I kinda like that one. Maybe the template will catch on: "Like, DE!" "What The FL?" "PA Humbug!" "The Ego Of ID!" "It's All About ME!" "Here's MD In Your Eye!" "Best VT Forward!" "OK Aye The Noo!" "The End Is NY!" "WY Bother?"
In fact, I even made up a few of my own:
Made it, MA! Top of the world!
Oh, what a tangled web we WV!
Oy, VA!
SCs to be you!
NJ, NJ, wink wink
I'm going to try to come up with one for every state in the Union.

UPDATE: A few more:

NM from the neck up!
AZ you were!
Catch her in the RI!
KS, my ass!

Monday, August 03, 2009

Political spectrum quiz

According to this quiz:
My Political Views
I am a right social moderate
Right: 4.95, Authoritarian: 0.66

Political Spectrum Quiz


Actually, I've mellowed over the years. I'm now right on the border between Libertarian and Authoritarian - when I was younger, I would have been very comfortably in the middle of the Authoritarian quadrant. But I think the freedom of speech issues have pushed me further to the Libertarian side, while moral questions still pull me the other way.

Saturday, August 01, 2009

Best photo caption ever


"Just a cop, Skip, and a chump from the White House."

(from Ace of Spades)

Mystery solved

No, I didn't meet a sticky end following my last post - I've been a little sleepy this summer, probably due to the record-breaking rainfall we've endured this July. There's been little to do in the garden as a result.

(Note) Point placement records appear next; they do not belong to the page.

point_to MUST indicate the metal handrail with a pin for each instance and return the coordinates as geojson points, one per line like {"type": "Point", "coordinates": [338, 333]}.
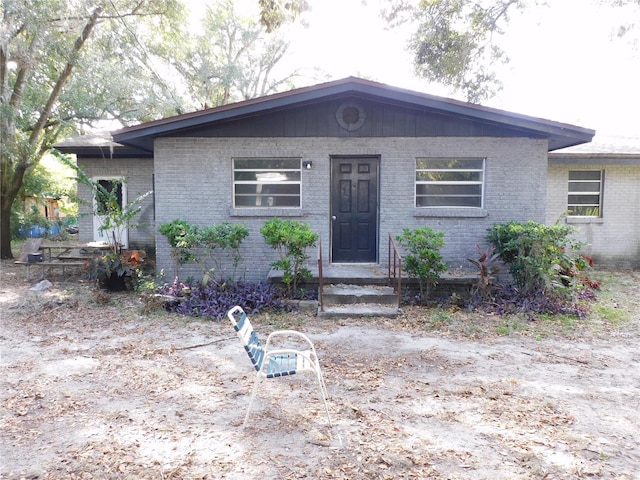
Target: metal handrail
{"type": "Point", "coordinates": [320, 278]}
{"type": "Point", "coordinates": [395, 274]}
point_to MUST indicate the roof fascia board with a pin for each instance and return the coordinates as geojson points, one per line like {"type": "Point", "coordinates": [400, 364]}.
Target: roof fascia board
{"type": "Point", "coordinates": [323, 92]}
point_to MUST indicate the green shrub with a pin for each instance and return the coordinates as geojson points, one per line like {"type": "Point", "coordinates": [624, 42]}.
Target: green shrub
{"type": "Point", "coordinates": [422, 258]}
{"type": "Point", "coordinates": [291, 239]}
{"type": "Point", "coordinates": [207, 246]}
{"type": "Point", "coordinates": [540, 257]}
{"type": "Point", "coordinates": [216, 240]}
{"type": "Point", "coordinates": [183, 240]}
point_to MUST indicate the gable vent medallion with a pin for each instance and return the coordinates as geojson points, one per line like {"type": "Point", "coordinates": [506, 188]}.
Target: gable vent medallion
{"type": "Point", "coordinates": [350, 116]}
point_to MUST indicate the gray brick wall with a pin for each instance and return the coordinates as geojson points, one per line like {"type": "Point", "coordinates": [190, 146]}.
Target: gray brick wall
{"type": "Point", "coordinates": [614, 239]}
{"type": "Point", "coordinates": [139, 180]}
{"type": "Point", "coordinates": [195, 180]}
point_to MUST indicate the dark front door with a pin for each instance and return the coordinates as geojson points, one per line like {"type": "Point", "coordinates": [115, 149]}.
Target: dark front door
{"type": "Point", "coordinates": [354, 209]}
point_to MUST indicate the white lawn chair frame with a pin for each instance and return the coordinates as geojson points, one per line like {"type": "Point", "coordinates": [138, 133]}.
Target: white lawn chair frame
{"type": "Point", "coordinates": [278, 362]}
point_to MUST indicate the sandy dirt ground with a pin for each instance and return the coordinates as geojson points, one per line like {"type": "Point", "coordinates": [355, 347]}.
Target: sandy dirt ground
{"type": "Point", "coordinates": [95, 387]}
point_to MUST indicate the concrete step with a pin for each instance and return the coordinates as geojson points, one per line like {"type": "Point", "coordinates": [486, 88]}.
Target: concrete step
{"type": "Point", "coordinates": [343, 294]}
{"type": "Point", "coordinates": [358, 310]}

But I did accomplish one thing - I solved the mystery of the disappearing kitchen knives.

It was almost entirely a matter of deduction. As Sherlock Holmes said, "Once you eliminate the impossible, whatever remains, no matter how improbable, must be the truth." I then zeroed in on the one remaining possibility.

In our front closet, there was once long ago an ancient burglar alarm. I removed it, and that left behind a small square hole in the drywall.

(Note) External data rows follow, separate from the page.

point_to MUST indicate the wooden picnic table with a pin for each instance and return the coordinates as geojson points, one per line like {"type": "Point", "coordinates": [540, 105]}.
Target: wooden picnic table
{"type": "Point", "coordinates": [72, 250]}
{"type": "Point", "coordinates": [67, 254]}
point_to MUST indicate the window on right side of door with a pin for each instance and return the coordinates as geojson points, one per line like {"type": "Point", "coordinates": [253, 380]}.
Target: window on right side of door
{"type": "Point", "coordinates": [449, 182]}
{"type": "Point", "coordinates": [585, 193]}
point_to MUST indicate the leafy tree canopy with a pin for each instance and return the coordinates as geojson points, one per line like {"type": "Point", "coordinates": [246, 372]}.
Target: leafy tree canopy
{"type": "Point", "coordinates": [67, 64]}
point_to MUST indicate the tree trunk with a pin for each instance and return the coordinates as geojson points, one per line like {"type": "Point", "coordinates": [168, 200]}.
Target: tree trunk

I intended to patch it, but it was in an out-of-the-way spot, and no one could see it that easily, so I just kept putting off the job. I wondered...could James have dropped things into that hole, and so between the walls?  I tried to find out by lowering magnets into the hole, but they would always be pulled aside by nails in the studs, and could never get to the bottom.

Finally, I decided to take a chance and open the wall down at the floor level. If there was nothing there, all I'd done was put another little hole in the wall, and I could fix that pretty easily. I picked my spot, avoiding the stud, and started to cut with my drywall knife. I quickly encountered resistance - so much so, that I couldn't actually saw through the drywall. I had to proceed by just poking the knife through one half inch at a time.

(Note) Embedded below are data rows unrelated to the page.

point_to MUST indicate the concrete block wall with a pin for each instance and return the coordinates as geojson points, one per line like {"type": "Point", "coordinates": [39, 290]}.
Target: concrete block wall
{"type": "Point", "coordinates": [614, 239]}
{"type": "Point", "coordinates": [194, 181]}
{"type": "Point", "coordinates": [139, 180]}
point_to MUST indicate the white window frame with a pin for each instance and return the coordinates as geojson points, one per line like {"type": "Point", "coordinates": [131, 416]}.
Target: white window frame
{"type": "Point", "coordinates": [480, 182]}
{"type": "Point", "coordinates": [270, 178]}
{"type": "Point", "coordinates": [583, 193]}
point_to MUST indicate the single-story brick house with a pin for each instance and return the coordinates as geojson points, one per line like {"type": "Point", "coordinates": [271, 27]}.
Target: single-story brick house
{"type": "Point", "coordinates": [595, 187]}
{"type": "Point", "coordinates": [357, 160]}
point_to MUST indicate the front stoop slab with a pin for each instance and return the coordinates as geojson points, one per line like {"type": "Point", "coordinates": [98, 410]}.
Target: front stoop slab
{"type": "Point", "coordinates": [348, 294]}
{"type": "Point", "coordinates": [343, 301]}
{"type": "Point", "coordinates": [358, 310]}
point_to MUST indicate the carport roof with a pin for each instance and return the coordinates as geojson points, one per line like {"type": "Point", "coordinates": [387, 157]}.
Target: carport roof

Eventually I'd opened a 2" space, and could pull out a square plug of drywall. Sure enough, I could see metal blades in the hole - they were packed in so tight, they were blocking the progress of my saw. With great care, I began pulling them out. This is what I eventually retrieved from the space between the walls:
Dean and I did a count, and we discovered 53 blue plastic clothespins, and 64 assorted knives. There were butcher knives, paring knives, several different kinds of steak knives, rounded knives, you name it. Including a brand-new drywall saw, a pair of scissors, nail clippers and a few small toys. I saw rounded knives from sets of cutlery I'd given away to charity or sold at garage sales years ago - obviously, James had been dropping things into this little hideaway for years. It's interesting that, with a few minor exceptions, he restricted himself to knives and blue plastic clothespins. No spoons, no forks, just these items. I had a strange feeling as I was pulling out this pile of ironmongery - I felt like an Irish Republican family, with a hidden arsenal behind the walls for the moment we rise against the British!

I patched the hole the same day, so I hope he abandons this pastime, rather than finding some OTHER place to hide stuff.